There was a clear thirst running through Nets fans at Barclays Center on Wednesday night for the home debut of Jahlil Okafor. Occasionally there were chants of “We want Jah!” And when he got into the game, there was a noticeable buzz whenever he tried to make a play.
That thirst probably wasn’t quenched though the crowd got to witness a thrilling 98-97 defeat of Minnesota on Spencer Dinwiddie’s jumper with 9.7 seconds to play and DeMarre Carroll’s ensuing successful defense of a last-ditch shot by Jimmy Butler. The 6-11 Okafor played 11 minutes, scored two points on 1-for-3 shooting and had two rebounds. He also drew a charge, had a shot blocked and tried to back down Karl-Anthony Towns — who was taken as the first pick in the 2015 draft, two spots ahead of Okafor — before passing it out.
But there are signs that more is coming. Maybe much more. The start of the fourth quarter was a key stretch of the game with Brooklyn down two points. Okafor, who had played in only one game since he was acquired Dec. 7 from Philadelphia so he could improve his familiarity with the team system and his conditioning, was in the lineup for that.
“He was solid, understood what we’re doing . . . He really understood our system and was in the right place,” coach Kenny Atkinson said. “Now our guys have to learn to play with him. It’s more the chemistry with the group he’s going to be out there with . . . I’d say very positive.”

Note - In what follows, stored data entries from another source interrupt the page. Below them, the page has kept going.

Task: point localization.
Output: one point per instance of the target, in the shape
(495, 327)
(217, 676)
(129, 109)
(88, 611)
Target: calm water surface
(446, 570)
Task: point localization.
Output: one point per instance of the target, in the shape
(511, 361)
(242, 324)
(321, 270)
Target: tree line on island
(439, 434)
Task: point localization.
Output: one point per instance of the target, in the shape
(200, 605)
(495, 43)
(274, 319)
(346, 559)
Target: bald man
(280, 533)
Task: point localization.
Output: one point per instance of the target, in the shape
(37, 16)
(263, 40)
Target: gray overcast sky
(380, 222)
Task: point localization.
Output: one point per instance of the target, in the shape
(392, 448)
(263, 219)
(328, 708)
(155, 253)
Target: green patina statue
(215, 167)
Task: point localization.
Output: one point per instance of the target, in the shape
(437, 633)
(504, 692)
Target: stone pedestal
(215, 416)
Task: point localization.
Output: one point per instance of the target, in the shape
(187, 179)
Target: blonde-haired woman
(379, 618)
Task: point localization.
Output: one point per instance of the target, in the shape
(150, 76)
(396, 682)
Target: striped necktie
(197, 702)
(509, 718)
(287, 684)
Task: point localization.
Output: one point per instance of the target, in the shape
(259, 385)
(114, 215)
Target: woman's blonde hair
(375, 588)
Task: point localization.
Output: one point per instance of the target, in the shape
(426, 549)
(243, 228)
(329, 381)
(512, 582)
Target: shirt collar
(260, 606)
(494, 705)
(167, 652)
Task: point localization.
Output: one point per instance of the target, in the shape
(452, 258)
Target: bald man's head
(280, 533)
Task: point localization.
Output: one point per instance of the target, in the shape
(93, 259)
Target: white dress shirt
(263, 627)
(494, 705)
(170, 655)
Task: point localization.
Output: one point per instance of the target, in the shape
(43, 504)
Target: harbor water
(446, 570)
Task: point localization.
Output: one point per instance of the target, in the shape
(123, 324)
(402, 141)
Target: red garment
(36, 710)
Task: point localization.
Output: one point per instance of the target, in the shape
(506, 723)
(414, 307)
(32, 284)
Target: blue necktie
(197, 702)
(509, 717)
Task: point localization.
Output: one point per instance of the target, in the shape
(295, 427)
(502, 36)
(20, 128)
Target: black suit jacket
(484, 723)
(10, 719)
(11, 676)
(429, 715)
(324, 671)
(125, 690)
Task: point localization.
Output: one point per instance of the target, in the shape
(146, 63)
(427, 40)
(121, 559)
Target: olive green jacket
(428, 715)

“[He’s an] extremely talented guy. Obviously he was a top- three pick for a reason,” Dinwiddie said. “He’s going to be a guy who we throw it to on the low block and will get us a lot of buckets. For the first time, to kind of feel things out, I think he played well.”
Playing in a home game was a welcome event for Okafor. With Philadelphia he played in three road games. With Brooklyn he’d played just in Toronto.
“It was exciting. Just to be in front of the home crowd was a lot of fun. It was my first time in a while,” he said. “To finally play in front of a supportive crowd was a good feeling.
“I am happy with the way I performed. I tried to work on making the team better,” he added. “Some of the things I talk about with Coach I was able to achieve such as screen-setting, communicating, being active with energy.”
Now that he’s finally getting to play, what would Okafor like to see happen next?
“Get my minutes up. That’s the next step for me,” he said. “Have more effect on the game. Do the things the coaches want me to work on and implement what I do well — and that’s scoring.”
While starting the fourth quarter is a good sign that Atkinson is going to let him impact games, things may not happen very quickly. Though Atkinson says he wants the ball thrown to the low post more, the Nets haven’t done a lot of low-post scoring. The offense may have to evolve to incorporate a new weapon. And Okafor has to keep improving and “earn those minutes,” as Atkinson says.
“I think that’s key: to be patient,” Okafor said. “You don’t want to rush anything . . . we have a lot of games left.
“I felt pretty comfortable today. I felt like I was in the right spots the majority of the time,” he added. “I felt like I fit, I belong.”